Velocity Reviews - Computer Hardware Reviews

Velocity Reviews > Newsgroups > Programming > Python > "env" parameter to "popen" won't accept Unicode on Windows - minorUnicode bug

Reply
Thread Tools

"env" parameter to "popen" won't accept Unicode on Windows - minorUnicode bug

 
 
John Nagle
Guest
Posts: n/a
 
      01-15-2008
I passed a dict for the "env" variable to Popen with Unicode strings
for the dictionary values.

Got:

File "D:\Python24\lib\subprocess.py", line 706, in _execute_child
TypeError: environment can only contain strings

It turns out that the strings in the "env" parameter have to be ASCII,
not Unicode, even though Windows fully supports Unicode in CreateProcess.

John Nagle
 
Reply With Quote
 
 
 
 
Bjoern Schliessmann
Guest
Posts: n/a
 
      01-15-2008
John Nagle wrote:

> It turns out that the strings in the "env" parameter have to be
> ASCII, not Unicode, even though Windows fully supports Unicode in
> CreateProcess.


Are you sure it supports Unicode, not UTF8 or UTF16? Probably using
something like u"thestring".encode("utf16") will help.

Regards,


Björn

--
BOFH excuse #31:

cellular telephone interference

 
Reply With Quote
 
 
 
 
Benjamin
Guest
Posts: n/a
 
      01-15-2008
On Jan 14, 6:26 pm, Bjoern Schliessmann <usenet-
(E-Mail Removed)> wrote:
> John Nagle wrote:
> > It turns out that the strings in the "env" parameter have to be
> > ASCII, not Unicode, even though Windows fully supports Unicode in
> > CreateProcess.

>
> Are you sure it supports Unicode, not UTF8 or UTF16? Probably using
> something like u"thestring".encode("utf16") will help.
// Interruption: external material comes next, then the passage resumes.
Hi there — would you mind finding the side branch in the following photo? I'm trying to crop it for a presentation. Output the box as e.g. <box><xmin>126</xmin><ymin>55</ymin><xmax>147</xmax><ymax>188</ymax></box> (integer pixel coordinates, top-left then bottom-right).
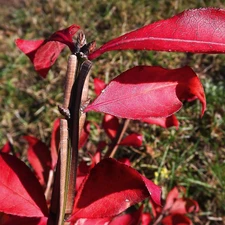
<box><xmin>104</xmin><ymin>119</ymin><xmax>130</xmax><ymax>158</ymax></box>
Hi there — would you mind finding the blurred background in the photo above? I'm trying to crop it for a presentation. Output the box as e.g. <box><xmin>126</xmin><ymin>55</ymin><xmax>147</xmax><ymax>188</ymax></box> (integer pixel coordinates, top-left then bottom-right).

Otherwise: bugs.python.org
>
> Regards,
>
> Björn
>
> --
> BOFH excuse #31:
>
> cellular telephone interference


 
Reply With Quote
 
Benjamin
Guest
Posts: n/a
 
      01-15-2008
On Jan 14, 6:26 pm, John Nagle <(E-Mail Removed)> wrote:
> I passed a dict for the "env" variable to Popen with Unicode strings
> for the dictionary values.
>
> Got:
>
> File "D:\Python24\lib\subprocess.py", line 706, in _execute_child
> TypeError: environment can only contain strings
>
> It turns out that the strings in the "env" parameter have to be ASCII,
> not Unicode, even though Windows fully supports Unicode in CreateProcess.


>
> John Nagle


 
Reply With Quote
 
John Nagle
Guest
Posts: n/a
 
      01-15-2008
Benjamin wrote:
> On Jan 14, 6:26 pm, Bjoern Schliessmann <usenet-
> (E-Mail Removed)> wrote:
>> John Nagle wrote:
>>> It turns out that the strings in the "env" parameter have to be
>>> ASCII, not Unicode, even though Windows fully supports Unicode in
>>> CreateProcess.

>> Are you sure it supports Unicode, not UTF8 or UTF16? Probably using
>> something like u"thestring".encode("utf16") will help.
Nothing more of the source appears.